General formula (1):

(In the general formula (1), M represents a metal atom. Each A independently represents an aromatic ring or a heterocyclic ring. Each Z independently represents an aryloxy group having 6 to 18 carbon atoms or 1 carbon atom. Represents an alkoxy group having from 22 to 22 or —OSiR ₁ R ₂ R ₃ , and R ₁ , R ₂ , and R ₃ are each independently an alkyl group having 1 to 22 carbon atoms, an aryl group having 6 to 18 carbon atoms, carbon Represents an alkoxy group having 1 to 22 carbon atoms or an aryloxy group having 6 to 18 carbon atoms.)   The ink according to claim 1, wherein Z in the general formula (1) is a group having a monocyclic or polycyclic ring.   The ink according to claim 2, wherein the group having a monocyclic or polycyclic ring is an aryloxy group directly connected to M or an alkoxy group directly connected to M.   The ink according to any one of claims 1 to 3, wherein the urethane resin has a weight average molecular weight of 15,000 or more and 100,000 or less.   The ink according to any one of claims 1 to 4, wherein the unit derived from the polyol is a unit derived from a polyether polyol.   The content (mol%) of the urea bonding group in the urethane resin is 0.10 times or less in terms of a molar ratio with respect to the content (mol%) of the urethane bonding group.
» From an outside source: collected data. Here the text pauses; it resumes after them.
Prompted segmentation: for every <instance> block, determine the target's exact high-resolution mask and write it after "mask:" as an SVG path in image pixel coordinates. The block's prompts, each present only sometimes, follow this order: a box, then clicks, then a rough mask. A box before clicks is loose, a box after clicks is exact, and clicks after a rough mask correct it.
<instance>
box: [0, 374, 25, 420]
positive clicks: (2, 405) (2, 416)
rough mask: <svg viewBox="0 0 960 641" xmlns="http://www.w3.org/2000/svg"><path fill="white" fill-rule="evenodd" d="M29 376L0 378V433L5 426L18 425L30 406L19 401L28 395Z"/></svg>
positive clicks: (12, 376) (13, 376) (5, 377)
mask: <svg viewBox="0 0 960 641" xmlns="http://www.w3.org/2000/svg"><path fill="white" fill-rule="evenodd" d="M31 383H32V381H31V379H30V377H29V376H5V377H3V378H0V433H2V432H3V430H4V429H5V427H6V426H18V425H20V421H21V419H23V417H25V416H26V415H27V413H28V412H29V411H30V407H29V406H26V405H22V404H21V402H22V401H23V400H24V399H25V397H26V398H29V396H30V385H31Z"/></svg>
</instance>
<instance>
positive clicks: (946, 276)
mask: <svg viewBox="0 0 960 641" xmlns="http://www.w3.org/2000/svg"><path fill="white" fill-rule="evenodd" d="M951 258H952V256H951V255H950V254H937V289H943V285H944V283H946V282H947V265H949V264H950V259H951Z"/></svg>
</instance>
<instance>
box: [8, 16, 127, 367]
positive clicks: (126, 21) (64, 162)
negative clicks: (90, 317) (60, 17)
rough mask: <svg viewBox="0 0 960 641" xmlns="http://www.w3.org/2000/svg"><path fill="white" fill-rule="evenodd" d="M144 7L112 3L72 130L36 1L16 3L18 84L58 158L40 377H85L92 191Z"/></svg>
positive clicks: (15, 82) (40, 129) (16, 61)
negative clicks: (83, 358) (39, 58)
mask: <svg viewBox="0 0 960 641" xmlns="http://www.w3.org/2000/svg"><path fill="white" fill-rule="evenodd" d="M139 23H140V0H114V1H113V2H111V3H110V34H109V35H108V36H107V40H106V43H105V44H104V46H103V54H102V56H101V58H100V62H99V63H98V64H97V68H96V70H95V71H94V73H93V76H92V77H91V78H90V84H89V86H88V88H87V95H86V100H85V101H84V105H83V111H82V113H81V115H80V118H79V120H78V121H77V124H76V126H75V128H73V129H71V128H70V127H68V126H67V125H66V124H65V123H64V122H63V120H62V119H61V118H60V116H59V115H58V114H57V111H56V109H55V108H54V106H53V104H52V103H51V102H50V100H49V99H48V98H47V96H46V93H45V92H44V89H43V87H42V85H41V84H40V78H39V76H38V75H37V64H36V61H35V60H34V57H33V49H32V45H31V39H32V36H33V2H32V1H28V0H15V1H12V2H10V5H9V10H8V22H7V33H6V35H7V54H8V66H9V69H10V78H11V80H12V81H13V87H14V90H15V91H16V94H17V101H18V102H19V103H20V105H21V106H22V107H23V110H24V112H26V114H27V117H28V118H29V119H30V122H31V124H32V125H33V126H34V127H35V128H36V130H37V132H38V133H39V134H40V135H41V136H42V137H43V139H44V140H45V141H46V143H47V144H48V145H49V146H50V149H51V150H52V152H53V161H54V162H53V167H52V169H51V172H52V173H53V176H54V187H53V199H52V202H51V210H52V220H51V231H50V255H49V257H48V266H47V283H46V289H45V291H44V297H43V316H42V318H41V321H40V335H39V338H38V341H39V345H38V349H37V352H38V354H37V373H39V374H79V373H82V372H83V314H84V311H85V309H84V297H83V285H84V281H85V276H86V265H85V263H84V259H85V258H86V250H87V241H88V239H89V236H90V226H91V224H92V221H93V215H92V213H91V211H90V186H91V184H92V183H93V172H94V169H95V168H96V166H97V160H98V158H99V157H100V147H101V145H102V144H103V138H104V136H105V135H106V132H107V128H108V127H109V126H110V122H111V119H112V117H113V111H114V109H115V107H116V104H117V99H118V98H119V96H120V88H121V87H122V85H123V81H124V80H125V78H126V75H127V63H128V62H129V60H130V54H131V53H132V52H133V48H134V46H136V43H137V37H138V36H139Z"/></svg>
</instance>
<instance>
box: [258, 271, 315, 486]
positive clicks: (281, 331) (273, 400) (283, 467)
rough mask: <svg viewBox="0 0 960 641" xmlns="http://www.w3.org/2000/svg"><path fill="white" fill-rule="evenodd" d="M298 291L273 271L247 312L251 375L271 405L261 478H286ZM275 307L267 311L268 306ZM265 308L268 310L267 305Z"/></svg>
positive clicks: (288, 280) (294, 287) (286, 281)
The ink described in 1. An ink cartridge comprising ink and an ink containing portion for containing the ink,
The ink cartridge according to claim 1, wherein the ink is an ink according to claim 1. An inkjet recording method for recording an image on a recording medium by discharging ink from an inkjet recording head,
An ink jet recording method, wherein the ink is the ink according to any one of claims 1 to 6.